As mariners, pilots enjoy the same administrative status regarding embarkation and social protection. On board ships, pilots submit themselves to the penal and disciplinary code of the Merchant Marine. In all other situations, they submit themselves to the disciplinary authority of the Minister of Transport.
Pilots have not the right to leave the pilotage station without administrative authorisation. All pilots submit themselves to the regime of collective assignment of defence in the pilotage station. Pilots exercise public prerogatives within the buoyage framework, the ship's safety according to the 79/116/EEC directive. They also apply the prerogatives relative to sanitary control, to prevention of pollution and to pilotage service management.
Pilots are recruited among Merchant Marine officers holding a highest level command certificate and having at least a 72-month experience at sea as an officer, of which 48 months refer to navigation on the bridge. The examination board is chaired by an officer of the National Marine.
When the new pilot takes up his pilotage service, for several months he has practical training to do by accompanying other pilots on board all kinds of ships, by night and day. The training represents about 500 operations. After this training time, the new pilot progressively begins to pilot more and more important ships. About five years are needed to train a pilot for all kinds of ships.
During these five years, training is improved in certain pilotage stations by using some models at the Port Revel centre and others with the help of a simulator.
Pilots'liability
We saw that the law says that pilotage consists of the assistance given to captains for guidance of ships, and that the contract of pilotage is a private contract of service, and not a contract for salary. Consequently, the pilot is not employed by the shipowner and he engages his civil and penal liability during pilotage before the shipowner and before third parties. Nevertheless, the shipowner keeps his civil liability towards third parties for his own ship and for the nautical consequences due to the actions of the captain employed by him.
So, if an accident occurs during pilotage, the victim, the owner and third parties can bring the pilot before a civil court. This situation could make all pilots take out an expensive insurance to cover these risks and bring in this cost into pilotage tariffs.

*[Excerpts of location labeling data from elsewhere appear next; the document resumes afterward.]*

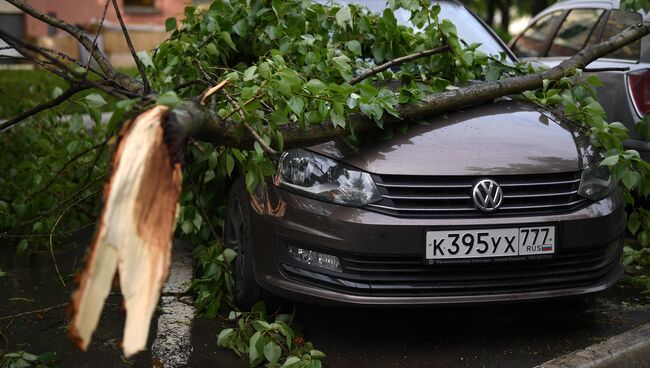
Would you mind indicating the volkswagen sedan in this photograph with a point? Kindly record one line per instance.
(498, 202)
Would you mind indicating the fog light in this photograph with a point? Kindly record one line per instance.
(315, 259)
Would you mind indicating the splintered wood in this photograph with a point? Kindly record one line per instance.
(134, 235)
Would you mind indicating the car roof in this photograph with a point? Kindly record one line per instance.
(604, 4)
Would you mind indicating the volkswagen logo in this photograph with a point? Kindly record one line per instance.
(487, 195)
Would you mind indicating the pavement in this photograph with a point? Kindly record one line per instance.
(506, 335)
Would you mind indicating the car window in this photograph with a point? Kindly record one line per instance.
(532, 42)
(575, 31)
(468, 27)
(617, 22)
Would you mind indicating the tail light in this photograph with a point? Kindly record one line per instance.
(638, 83)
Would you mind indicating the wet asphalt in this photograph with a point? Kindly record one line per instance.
(505, 335)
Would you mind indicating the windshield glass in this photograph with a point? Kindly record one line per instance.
(469, 28)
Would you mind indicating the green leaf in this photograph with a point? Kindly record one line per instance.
(211, 48)
(296, 104)
(251, 181)
(76, 123)
(249, 74)
(633, 223)
(317, 354)
(95, 114)
(631, 179)
(169, 98)
(187, 227)
(95, 100)
(48, 357)
(145, 58)
(22, 246)
(170, 24)
(254, 351)
(225, 336)
(595, 81)
(354, 46)
(291, 362)
(225, 36)
(229, 254)
(344, 16)
(315, 86)
(230, 165)
(272, 352)
(337, 120)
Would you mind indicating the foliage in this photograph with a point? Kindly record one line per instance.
(577, 101)
(21, 359)
(215, 283)
(52, 168)
(291, 62)
(274, 344)
(24, 89)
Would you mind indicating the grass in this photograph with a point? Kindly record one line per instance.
(21, 90)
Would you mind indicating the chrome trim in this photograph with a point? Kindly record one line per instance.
(539, 195)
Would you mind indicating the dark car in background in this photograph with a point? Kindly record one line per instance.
(498, 202)
(565, 28)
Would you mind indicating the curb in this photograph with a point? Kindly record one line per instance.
(630, 349)
(172, 346)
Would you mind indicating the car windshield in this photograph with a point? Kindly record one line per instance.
(469, 28)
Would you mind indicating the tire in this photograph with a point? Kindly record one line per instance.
(238, 237)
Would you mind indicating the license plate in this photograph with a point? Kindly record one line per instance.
(484, 243)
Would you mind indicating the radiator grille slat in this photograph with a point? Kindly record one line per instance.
(448, 196)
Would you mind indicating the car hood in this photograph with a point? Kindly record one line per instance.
(502, 138)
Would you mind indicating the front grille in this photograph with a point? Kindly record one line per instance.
(446, 196)
(409, 276)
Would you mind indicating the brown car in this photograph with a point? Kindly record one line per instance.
(498, 202)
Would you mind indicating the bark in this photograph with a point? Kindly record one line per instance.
(137, 221)
(134, 234)
(203, 124)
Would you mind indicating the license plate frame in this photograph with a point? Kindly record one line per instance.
(536, 249)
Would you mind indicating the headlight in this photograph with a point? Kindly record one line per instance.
(323, 178)
(596, 182)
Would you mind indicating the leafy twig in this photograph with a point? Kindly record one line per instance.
(397, 61)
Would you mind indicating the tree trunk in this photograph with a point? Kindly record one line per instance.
(134, 234)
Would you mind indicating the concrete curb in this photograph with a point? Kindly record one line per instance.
(173, 344)
(630, 349)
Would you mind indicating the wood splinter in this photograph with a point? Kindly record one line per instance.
(134, 234)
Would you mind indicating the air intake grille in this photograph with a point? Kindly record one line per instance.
(408, 275)
(445, 196)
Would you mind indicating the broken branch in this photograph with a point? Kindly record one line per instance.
(397, 61)
(138, 63)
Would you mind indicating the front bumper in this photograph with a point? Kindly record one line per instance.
(382, 256)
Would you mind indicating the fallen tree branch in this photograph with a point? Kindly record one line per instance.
(99, 29)
(396, 62)
(75, 32)
(134, 233)
(205, 125)
(253, 132)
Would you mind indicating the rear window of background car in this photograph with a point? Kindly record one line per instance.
(576, 29)
(617, 22)
(532, 42)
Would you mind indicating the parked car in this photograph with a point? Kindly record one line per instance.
(565, 28)
(498, 202)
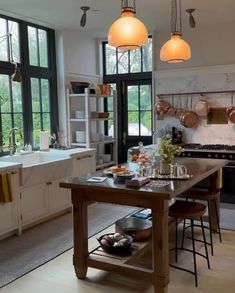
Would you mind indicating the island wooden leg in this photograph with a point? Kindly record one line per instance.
(80, 235)
(160, 246)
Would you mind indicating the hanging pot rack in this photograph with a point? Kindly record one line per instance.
(202, 93)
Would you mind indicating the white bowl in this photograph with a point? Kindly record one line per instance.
(80, 136)
(79, 114)
(106, 157)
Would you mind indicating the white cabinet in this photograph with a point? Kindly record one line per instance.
(9, 216)
(82, 165)
(58, 198)
(33, 203)
(89, 126)
(42, 200)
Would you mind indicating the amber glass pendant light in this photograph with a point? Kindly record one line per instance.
(128, 32)
(175, 50)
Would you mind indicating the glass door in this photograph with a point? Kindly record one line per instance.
(137, 115)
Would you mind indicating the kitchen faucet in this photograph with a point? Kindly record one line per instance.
(11, 146)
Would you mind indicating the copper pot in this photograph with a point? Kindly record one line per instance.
(140, 229)
(201, 108)
(161, 107)
(105, 89)
(230, 111)
(189, 119)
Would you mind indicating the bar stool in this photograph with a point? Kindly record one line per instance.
(210, 197)
(190, 211)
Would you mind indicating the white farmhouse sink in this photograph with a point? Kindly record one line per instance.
(39, 167)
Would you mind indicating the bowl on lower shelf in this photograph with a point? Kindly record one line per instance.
(140, 228)
(116, 245)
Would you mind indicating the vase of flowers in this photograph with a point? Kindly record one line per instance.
(167, 150)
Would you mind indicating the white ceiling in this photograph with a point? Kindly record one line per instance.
(66, 14)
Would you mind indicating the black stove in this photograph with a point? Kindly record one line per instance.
(216, 151)
(199, 146)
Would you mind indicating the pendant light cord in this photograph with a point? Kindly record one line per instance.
(175, 7)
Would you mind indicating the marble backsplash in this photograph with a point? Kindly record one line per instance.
(204, 133)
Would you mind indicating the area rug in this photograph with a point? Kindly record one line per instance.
(22, 254)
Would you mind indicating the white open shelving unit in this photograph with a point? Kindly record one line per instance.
(92, 126)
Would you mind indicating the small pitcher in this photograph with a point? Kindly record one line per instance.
(178, 170)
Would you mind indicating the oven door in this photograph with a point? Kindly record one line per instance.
(228, 189)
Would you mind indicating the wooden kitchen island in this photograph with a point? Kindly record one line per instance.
(147, 197)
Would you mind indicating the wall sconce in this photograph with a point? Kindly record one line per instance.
(175, 50)
(16, 75)
(128, 32)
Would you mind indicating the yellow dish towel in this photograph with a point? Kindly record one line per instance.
(5, 188)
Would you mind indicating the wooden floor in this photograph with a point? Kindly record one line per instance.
(58, 276)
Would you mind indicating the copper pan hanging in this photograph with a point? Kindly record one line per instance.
(161, 107)
(230, 111)
(171, 111)
(189, 119)
(201, 108)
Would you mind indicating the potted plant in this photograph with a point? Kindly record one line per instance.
(167, 150)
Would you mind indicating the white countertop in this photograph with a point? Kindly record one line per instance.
(9, 165)
(74, 152)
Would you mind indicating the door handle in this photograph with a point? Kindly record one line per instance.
(124, 138)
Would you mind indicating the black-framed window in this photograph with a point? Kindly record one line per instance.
(32, 104)
(127, 62)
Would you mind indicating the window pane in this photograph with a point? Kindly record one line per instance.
(145, 97)
(6, 126)
(17, 97)
(110, 55)
(14, 31)
(135, 61)
(4, 93)
(3, 40)
(35, 94)
(132, 97)
(33, 46)
(36, 129)
(42, 37)
(147, 56)
(122, 61)
(45, 95)
(46, 122)
(146, 123)
(133, 123)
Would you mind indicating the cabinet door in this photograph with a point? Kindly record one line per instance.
(58, 198)
(9, 217)
(83, 166)
(34, 203)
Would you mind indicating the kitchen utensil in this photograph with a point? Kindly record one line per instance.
(171, 111)
(161, 107)
(141, 228)
(201, 108)
(179, 110)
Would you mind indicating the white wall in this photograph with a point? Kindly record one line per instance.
(79, 53)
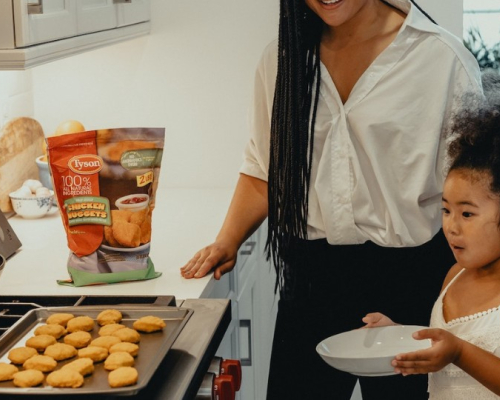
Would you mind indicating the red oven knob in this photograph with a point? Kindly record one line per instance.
(233, 368)
(224, 388)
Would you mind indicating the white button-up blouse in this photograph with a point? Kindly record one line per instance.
(379, 159)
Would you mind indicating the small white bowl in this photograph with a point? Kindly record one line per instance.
(133, 202)
(32, 207)
(369, 351)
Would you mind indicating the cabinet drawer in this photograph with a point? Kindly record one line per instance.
(33, 32)
(248, 256)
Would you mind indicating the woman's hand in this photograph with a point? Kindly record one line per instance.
(445, 350)
(219, 256)
(373, 320)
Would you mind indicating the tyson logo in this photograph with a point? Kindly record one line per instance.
(85, 164)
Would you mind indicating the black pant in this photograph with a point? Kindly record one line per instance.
(335, 287)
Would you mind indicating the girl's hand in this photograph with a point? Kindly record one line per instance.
(377, 319)
(445, 350)
(219, 256)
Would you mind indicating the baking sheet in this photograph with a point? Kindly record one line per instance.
(152, 347)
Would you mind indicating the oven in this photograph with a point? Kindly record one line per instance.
(189, 369)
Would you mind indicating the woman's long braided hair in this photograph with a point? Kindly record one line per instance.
(292, 132)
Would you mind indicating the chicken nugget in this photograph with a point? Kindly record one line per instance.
(66, 378)
(149, 324)
(127, 234)
(60, 351)
(28, 378)
(108, 235)
(120, 215)
(138, 217)
(20, 354)
(105, 341)
(82, 323)
(110, 316)
(78, 339)
(117, 360)
(59, 319)
(123, 376)
(55, 330)
(41, 363)
(95, 353)
(107, 330)
(84, 366)
(40, 342)
(7, 371)
(115, 152)
(127, 335)
(130, 348)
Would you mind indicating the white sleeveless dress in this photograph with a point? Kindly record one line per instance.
(481, 329)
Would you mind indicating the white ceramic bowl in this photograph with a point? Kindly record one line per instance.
(369, 351)
(32, 207)
(133, 202)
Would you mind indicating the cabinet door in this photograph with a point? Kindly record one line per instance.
(247, 307)
(96, 15)
(57, 20)
(134, 12)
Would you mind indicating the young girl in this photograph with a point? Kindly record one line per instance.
(463, 360)
(345, 160)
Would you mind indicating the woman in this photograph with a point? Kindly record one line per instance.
(347, 161)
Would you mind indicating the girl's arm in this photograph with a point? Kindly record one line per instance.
(446, 349)
(247, 211)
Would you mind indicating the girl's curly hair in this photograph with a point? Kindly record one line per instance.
(476, 131)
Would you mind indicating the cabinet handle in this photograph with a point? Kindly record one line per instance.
(250, 245)
(35, 7)
(246, 325)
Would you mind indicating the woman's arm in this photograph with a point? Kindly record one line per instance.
(246, 212)
(447, 348)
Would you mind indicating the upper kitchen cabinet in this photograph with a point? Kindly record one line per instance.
(34, 32)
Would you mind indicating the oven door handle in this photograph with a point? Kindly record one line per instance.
(246, 352)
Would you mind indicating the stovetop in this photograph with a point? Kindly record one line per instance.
(12, 308)
(181, 372)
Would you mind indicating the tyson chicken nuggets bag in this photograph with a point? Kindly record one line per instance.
(105, 183)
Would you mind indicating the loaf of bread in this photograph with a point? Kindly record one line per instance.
(21, 142)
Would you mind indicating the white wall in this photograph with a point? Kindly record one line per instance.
(447, 13)
(192, 75)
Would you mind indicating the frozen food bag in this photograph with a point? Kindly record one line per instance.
(105, 184)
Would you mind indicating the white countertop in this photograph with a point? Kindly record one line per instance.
(184, 221)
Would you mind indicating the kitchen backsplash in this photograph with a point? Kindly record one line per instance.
(16, 95)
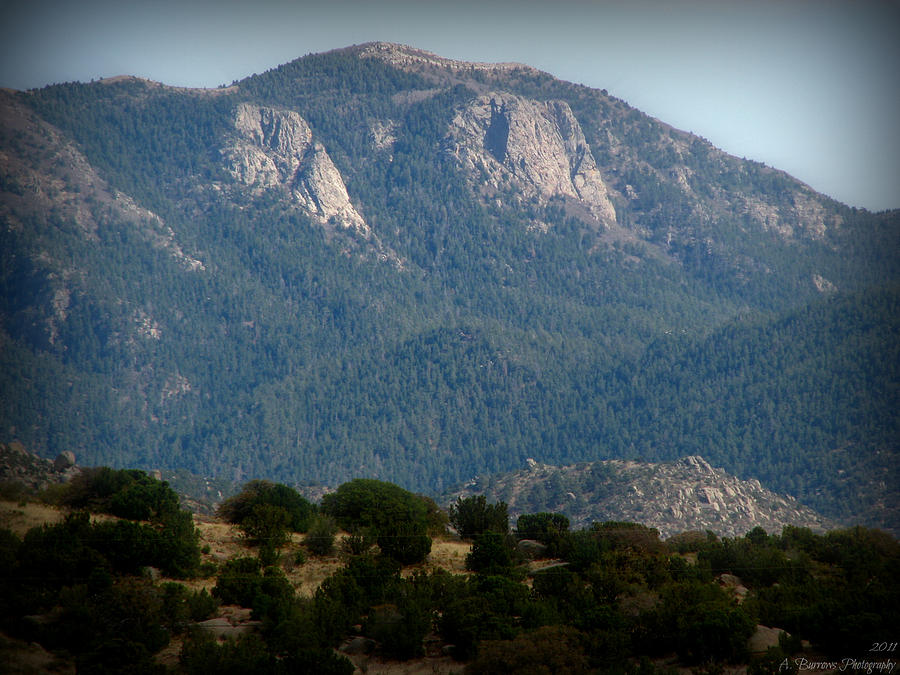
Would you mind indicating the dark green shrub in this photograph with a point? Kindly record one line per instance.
(551, 649)
(473, 516)
(491, 554)
(237, 509)
(398, 518)
(319, 540)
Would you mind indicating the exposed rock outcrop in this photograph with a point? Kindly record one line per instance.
(536, 148)
(276, 149)
(18, 466)
(680, 496)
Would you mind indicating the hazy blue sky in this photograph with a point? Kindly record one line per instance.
(808, 86)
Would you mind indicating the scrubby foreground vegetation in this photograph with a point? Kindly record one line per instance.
(124, 581)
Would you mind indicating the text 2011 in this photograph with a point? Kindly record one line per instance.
(883, 647)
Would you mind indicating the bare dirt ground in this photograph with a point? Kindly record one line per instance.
(221, 542)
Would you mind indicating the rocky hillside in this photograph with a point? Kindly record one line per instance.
(674, 497)
(379, 262)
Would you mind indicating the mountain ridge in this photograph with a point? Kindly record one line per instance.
(482, 316)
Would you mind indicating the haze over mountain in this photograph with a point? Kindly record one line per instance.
(380, 262)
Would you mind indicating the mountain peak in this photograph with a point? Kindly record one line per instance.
(410, 58)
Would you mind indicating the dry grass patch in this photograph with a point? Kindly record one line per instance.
(20, 517)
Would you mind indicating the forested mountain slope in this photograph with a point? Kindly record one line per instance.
(377, 262)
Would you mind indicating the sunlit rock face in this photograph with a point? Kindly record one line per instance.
(276, 148)
(536, 148)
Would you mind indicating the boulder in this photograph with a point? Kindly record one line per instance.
(64, 460)
(763, 638)
(531, 549)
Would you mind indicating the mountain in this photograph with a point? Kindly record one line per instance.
(687, 495)
(379, 262)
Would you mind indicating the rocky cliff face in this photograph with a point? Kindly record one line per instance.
(276, 149)
(673, 497)
(536, 149)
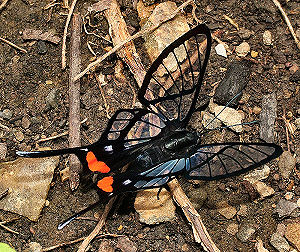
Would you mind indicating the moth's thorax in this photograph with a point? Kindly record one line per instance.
(175, 144)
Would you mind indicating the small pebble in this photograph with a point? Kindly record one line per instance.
(288, 195)
(25, 122)
(19, 136)
(3, 151)
(267, 38)
(256, 110)
(244, 33)
(243, 49)
(220, 50)
(254, 54)
(232, 228)
(6, 114)
(297, 123)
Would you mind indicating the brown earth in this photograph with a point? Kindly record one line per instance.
(25, 93)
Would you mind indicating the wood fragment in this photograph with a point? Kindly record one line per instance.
(3, 4)
(63, 50)
(118, 32)
(13, 45)
(200, 233)
(133, 37)
(40, 35)
(74, 100)
(59, 135)
(3, 194)
(286, 19)
(78, 240)
(231, 21)
(99, 226)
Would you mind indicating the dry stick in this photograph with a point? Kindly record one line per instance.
(63, 50)
(199, 230)
(77, 240)
(13, 45)
(3, 194)
(59, 135)
(118, 32)
(286, 19)
(8, 229)
(3, 4)
(99, 226)
(135, 36)
(74, 100)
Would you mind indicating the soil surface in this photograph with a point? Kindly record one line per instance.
(34, 96)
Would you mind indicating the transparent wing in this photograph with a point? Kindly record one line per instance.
(172, 84)
(129, 127)
(216, 161)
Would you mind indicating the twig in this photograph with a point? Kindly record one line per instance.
(53, 137)
(13, 45)
(200, 233)
(77, 240)
(286, 130)
(286, 19)
(99, 226)
(135, 36)
(106, 106)
(63, 50)
(3, 194)
(4, 127)
(231, 21)
(8, 229)
(118, 32)
(59, 135)
(3, 4)
(74, 100)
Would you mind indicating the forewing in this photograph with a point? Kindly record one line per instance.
(172, 84)
(216, 161)
(129, 127)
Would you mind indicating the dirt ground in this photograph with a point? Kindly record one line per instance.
(24, 92)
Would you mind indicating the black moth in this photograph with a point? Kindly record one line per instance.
(154, 141)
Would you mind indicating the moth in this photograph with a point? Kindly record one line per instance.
(154, 141)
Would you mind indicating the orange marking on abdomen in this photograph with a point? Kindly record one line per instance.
(95, 165)
(105, 184)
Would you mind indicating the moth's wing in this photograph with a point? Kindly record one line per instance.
(216, 161)
(172, 83)
(129, 127)
(126, 132)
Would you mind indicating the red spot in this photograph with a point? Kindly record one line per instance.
(105, 184)
(95, 165)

As usual in the maritime sphere, the lawyer taking into account the danger inherent to pilotage has decided that the pilot is liable for damages only before the shipowner, and has limited the pilot's civil liability to a Euros 10,000 guarantee.
To conclude, pilots are agents of a public service. They are responsible for the management of the public pilotage service. They exercise public prerogatives and contribute to the protection of the general interests of the State.